= 1978 Israeli municipal elections =

Local elections in several municipalities and councils in Israel

Municipal elections took place in Israel on 7 November 1978 and were the first Municipal in which Mayors and Council heads, and the Councils themselves, were elected in separate elections. These were also the first elections not to occur on the same date as a legislative election, and the first elections to take place after the 1977 election, which resulted in the Likud winning a plurality of seats and forming a government for the first time.

The 1978 election was also the first in which Mayors were directly elected.

== Elections by municipality ==
In Jerusalem, Incumbent Mayor Teddy Kollek ran under an Independent list, One Jerusalem, rather than the Alignment with which he ran in 1973. He was re-elected with 62% of the vote. In the City Council, Kollek's list won 16 seats, the Likud won 5, Agudat Yisrael won 5, Mafdal won 3, and the Religious List won 2.

In Tel Aviv, Likud candidate Shlomo Lahat was elected with 58% of the vote. In the City Council, the Likud won 15 seats, the Alignment won 10, the United Religious Front (a joint list of Mafdal and Agudat Yisrael) won 6 seats and the Independent Liberal List won 2.

In Haifa, the number of seats in the City Council grew from 25 seats to 27, and Alignment candidate Aryeh Gur'el was elected Mayor, winning around half of the vote. In the City Council, Gurel's list won 11 seats, Mafdal won 3, Hadash won one, and the remaining 12 seats were divided amongst 5 local parties.

In Eilat, incumbent Mayor Gad Katz was re-elected with 58.5% of the vote. In the City Council, the Alignment won 7 seats, the Likud won 5 and Mafdal won one.

In Beersheba, incumbent Mayor Eliyahu Nawi ran under an Independent list, rather than with the Alignment, for the first time. He was re-elected with 52% of the vote, and his list won 9 out of 21 seats on the City Council.

In Givatayim, Alignment candidate Yitzhak Yaron was elected with 48% of the vote. His party won 7 out of 15 seats on the City Council.

In Herzliya, incumbent Alignment Mayor Yosef Navo was re-elected with almost 50% of the vote, while the Likud elected mayors in Kiryat Gat (with incumbent David Magen), Ramat Gan (Yisrael Peled), and Lod.

In Holon, incumbent Mayor Pinhas Eylon was re-elected with approximately two thirds of the vote. In the City Council, Eylon's list won 14 seats, the Likud won 7 seats, and Mafdal won 2.

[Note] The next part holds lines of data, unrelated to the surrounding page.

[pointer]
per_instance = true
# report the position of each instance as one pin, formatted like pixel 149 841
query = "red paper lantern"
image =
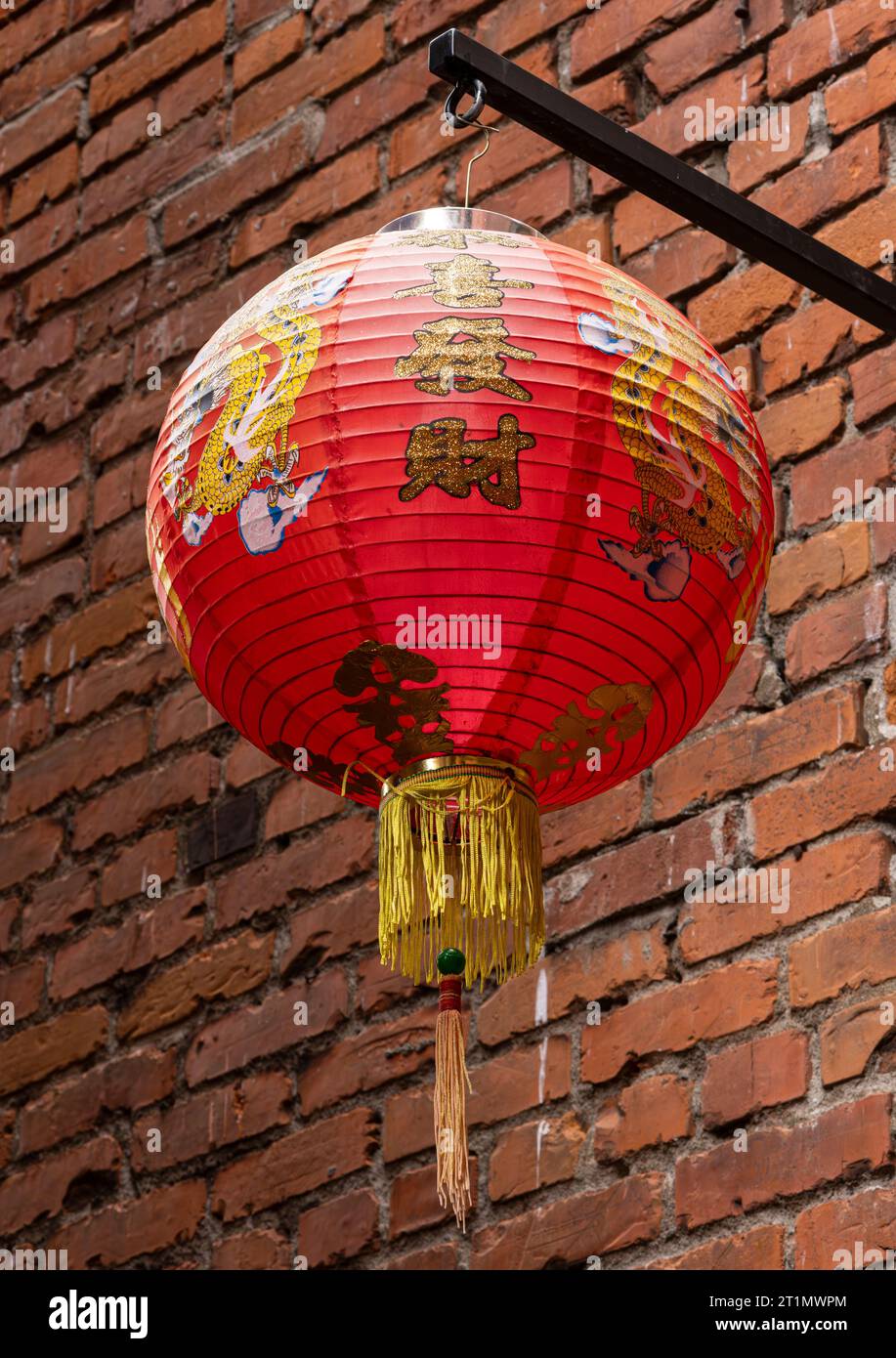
pixel 453 501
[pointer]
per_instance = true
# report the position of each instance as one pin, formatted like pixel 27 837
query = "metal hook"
pixel 478 156
pixel 469 120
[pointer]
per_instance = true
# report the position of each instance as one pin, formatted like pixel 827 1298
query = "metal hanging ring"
pixel 469 118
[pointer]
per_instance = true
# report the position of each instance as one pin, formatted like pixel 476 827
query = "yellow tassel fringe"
pixel 449 1107
pixel 481 894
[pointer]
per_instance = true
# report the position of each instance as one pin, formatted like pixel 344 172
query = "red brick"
pixel 58 64
pixel 795 425
pixel 240 181
pixel 87 265
pixel 269 49
pixel 825 41
pixel 377 988
pixel 782 1162
pixel 33 135
pixel 680 262
pixel 173 105
pixel 860 233
pixel 230 968
pixel 850 1038
pixel 243 1035
pixel 574 1229
pixel 509 24
pixel 874 385
pixel 209 1121
pixel 808 341
pixel 751 1251
pixel 338 1229
pixel 139 671
pixel 676 1017
pixel 39 1050
pixel 33 598
pixel 163 163
pixel 75 762
pixel 318 197
pixel 822 801
pixel 822 879
pixel 813 483
pixel 414 1200
pixel 295 1164
pixel 839 1224
pixel 680 58
pixel 330 929
pixel 432 1259
pixel 150 63
pixel 836 633
pixel 126 873
pixel 755 1075
pixel 184 714
pixel 138 1226
pixel 742 303
pixel 379 1052
pixel 75 1106
pixel 535 1156
pixel 136 801
pixel 822 187
pixel 342 849
pixel 33 28
pixel 313 76
pixel 370 105
pixel 297 804
pixel 246 763
pixel 185 330
pixel 142 939
pixel 756 749
pixel 126 422
pixel 751 159
pixel 21 988
pixel 45 1188
pixel 253 1250
pixel 862 94
pixel 843 957
pixel 539 200
pixel 571 981
pixel 745 689
pixel 58 906
pixel 649 1113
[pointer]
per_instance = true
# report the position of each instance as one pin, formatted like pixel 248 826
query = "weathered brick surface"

In Kfar Saba, Alignment candidate Ze'ev Geler was elected with 67.8% of the vote. In the City Council, Geler's list won 9 seats, while the Likud and Mafdal won 3 seats each.

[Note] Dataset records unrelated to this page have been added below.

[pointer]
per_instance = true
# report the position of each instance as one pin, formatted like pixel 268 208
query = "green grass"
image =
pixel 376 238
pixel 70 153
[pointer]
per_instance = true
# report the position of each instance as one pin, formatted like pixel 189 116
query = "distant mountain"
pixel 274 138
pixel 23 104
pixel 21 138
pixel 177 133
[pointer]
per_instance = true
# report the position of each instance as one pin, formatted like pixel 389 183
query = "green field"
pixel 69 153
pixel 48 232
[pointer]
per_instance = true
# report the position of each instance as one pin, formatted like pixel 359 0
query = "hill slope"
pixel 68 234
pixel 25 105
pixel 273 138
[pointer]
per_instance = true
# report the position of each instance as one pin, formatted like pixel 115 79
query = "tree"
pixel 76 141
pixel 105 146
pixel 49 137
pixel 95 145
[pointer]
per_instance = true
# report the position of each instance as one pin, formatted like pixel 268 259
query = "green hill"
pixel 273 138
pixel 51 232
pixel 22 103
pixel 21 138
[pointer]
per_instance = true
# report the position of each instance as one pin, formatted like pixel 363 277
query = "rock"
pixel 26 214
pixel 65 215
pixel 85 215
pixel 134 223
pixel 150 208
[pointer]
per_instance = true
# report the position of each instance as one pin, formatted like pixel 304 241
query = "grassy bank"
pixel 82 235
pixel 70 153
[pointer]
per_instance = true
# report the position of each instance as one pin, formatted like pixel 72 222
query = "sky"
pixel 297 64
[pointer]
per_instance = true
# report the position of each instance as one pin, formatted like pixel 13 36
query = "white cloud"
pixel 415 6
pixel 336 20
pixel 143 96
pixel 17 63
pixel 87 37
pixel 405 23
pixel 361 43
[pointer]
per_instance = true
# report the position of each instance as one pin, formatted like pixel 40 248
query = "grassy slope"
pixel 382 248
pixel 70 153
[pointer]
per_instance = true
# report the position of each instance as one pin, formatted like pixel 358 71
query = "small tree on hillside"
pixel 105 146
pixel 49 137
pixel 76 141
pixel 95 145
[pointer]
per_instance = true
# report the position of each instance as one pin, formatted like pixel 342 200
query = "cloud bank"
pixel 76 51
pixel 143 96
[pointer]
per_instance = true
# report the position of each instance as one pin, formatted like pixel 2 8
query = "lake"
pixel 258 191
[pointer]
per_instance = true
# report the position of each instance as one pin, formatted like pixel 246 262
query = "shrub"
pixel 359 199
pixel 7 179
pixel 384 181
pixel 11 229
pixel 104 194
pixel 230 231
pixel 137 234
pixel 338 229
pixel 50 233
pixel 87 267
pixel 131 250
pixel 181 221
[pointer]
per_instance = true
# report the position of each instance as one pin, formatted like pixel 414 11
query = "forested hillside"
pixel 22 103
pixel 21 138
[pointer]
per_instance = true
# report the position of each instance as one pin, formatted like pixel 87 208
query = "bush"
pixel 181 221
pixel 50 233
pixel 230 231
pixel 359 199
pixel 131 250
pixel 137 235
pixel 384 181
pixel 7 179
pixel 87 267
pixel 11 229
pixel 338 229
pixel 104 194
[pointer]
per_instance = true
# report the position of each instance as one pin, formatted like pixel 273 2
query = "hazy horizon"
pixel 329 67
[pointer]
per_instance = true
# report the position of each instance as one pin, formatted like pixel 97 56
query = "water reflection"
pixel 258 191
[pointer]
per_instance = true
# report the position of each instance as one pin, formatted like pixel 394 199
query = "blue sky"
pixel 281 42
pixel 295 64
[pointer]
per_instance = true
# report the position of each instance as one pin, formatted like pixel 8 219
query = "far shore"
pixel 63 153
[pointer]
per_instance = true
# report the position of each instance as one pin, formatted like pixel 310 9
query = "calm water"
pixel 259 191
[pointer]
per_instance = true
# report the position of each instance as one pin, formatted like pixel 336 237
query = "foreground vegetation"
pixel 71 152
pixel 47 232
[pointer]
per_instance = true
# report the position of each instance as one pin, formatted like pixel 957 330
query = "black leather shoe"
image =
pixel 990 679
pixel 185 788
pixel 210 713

In Nahariya, Alignment candidate Ephraim Shrir was elected with 54% of the vote. Alignment candidates were also elected as Mayors and Heads of local councils in Nazareth-Illit (Menachem Ariev), Acre (Israel Doron), Kiryat Yam (Binyamin Avraham), Safed (Aharon Nahmias), and Petah Tikva (Dov Tavori).

In Afula, Alignment candidate Shimshon Sahuri was elected. In the City Council, Sahuri's list won 5 seats, the Likud won 4 and the United Religious List (a joint list of Mafdal and Agudat Yisrael) won 2.

In Rishon LeZion, incumbent Head of the Local Council Hananya Gibstein was re-elected.

In Ofakim, Mafdal candidate Avraham Ravivo defeated incumbent Head of the Local Council Yehiel Bentov by a 7% vote margin.

In Beit Shemesh, Likud candidate Yehuda Ben defeated incumbent Alignment Head of the Council Amram Luuk.

In Omer, incumbent Head of the Local Council Bezalel Gever was re-elected under the "Omer is Ours" list.